Tragödie um Spenderherz: Messner fordert Stopp von Spekulationen

Nach der missglückten Herztransplantation bei dem zweijährigen Domenico in Neapel schaltet sich Südtirols Gesundheitslandesrat Hubert Messner ein. Sein Appell ist eindringlich: Schluss mit voreiligen Schlüssen. Im Zentrum müssen jetzt der Schutz der trauernden Familien und der Respekt vor dem medizinischen Personal stehen.

A man in a dark suit and white shirt speaks at a podium, holding a microphone, with a dark background.
(Foto: LPA/Greta Stuefer)

Es ist ein Fall, der fassungslos macht und weit über die Landesgrenzen hinaus für Bestürzung sorgt. Ein Akt der höchsten Solidarität – eine Organspende – endete für einen zweijährigen Buben in Neapel tödlich.

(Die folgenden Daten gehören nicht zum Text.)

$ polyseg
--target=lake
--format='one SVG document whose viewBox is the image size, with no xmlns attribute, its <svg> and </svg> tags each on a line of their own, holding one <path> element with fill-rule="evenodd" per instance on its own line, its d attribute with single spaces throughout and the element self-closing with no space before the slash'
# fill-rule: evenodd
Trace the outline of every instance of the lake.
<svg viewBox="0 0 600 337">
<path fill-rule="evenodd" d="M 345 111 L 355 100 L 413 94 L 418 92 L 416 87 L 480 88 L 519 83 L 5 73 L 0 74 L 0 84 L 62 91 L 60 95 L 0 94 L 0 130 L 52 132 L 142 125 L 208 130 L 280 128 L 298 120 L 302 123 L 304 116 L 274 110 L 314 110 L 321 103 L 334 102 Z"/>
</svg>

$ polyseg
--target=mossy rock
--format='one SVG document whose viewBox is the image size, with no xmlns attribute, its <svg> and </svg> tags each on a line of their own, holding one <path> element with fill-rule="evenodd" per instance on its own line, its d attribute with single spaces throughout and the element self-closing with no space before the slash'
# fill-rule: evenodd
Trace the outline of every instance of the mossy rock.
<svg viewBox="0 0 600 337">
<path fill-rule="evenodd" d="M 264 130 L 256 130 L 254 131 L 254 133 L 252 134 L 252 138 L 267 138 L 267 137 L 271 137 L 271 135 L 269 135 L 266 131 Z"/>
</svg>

Inmitten der emotional geführten Debatte tritt Gesundheitslandesrat Hubert Messner nun auf die Bremse und fordert eine Rückkehr zur absoluten Sachlichkeit.

Ein Albtraum für die Familien

Als langjähriger Neonatologe weiß Messner um die unvorstellbare Dimension dieses Verlusts. „Das Schmerzlichste, was Eltern widerfahren kann“, nennt er den Tod eines Kindes und drückt den Angehörigen beider betroffener Buben sein tiefstes Mitgefühl aus. Dass diese Tragödie ausgerechnet mit einer Organspende – dem eigentlichen Sinnbild für Hoffnung und neues Leben – verknüpft ist, mache die Situation umso bitterer.

Schutzschild für das Bozner Ärzteteam

Messner stellt sich in dieser extrem angespannten Lage schützend vor das Gesundheitspersonal am Landeskrankenhaus Bozen und den Südtiroler Sanitätsbetrieb. Die Fakten sprechen laut dem Landesrat eine deutliche Sprache für die professionelle Arbeit in Südtirol:

  • Erfolgreiche Teil-Entnahme: Zwei weitere lebenswichtige Organe desselben Spenders wurden erfolgreich an andere Patienten transplantiert. Dies unterstreiche die strikte Einhaltung aller nationalen und internationalen Protokolle in Bozen.
  • Klare Zuständigkeiten: Die Gesamtverantwortung für den sensiblen Transplantationsprozess – von der Entnahme über den Transport bis hin zur Implantation – liegt laut Regelwerk allein beim Transplantationsteam der Empfängereinrichtung (hier: Neapel).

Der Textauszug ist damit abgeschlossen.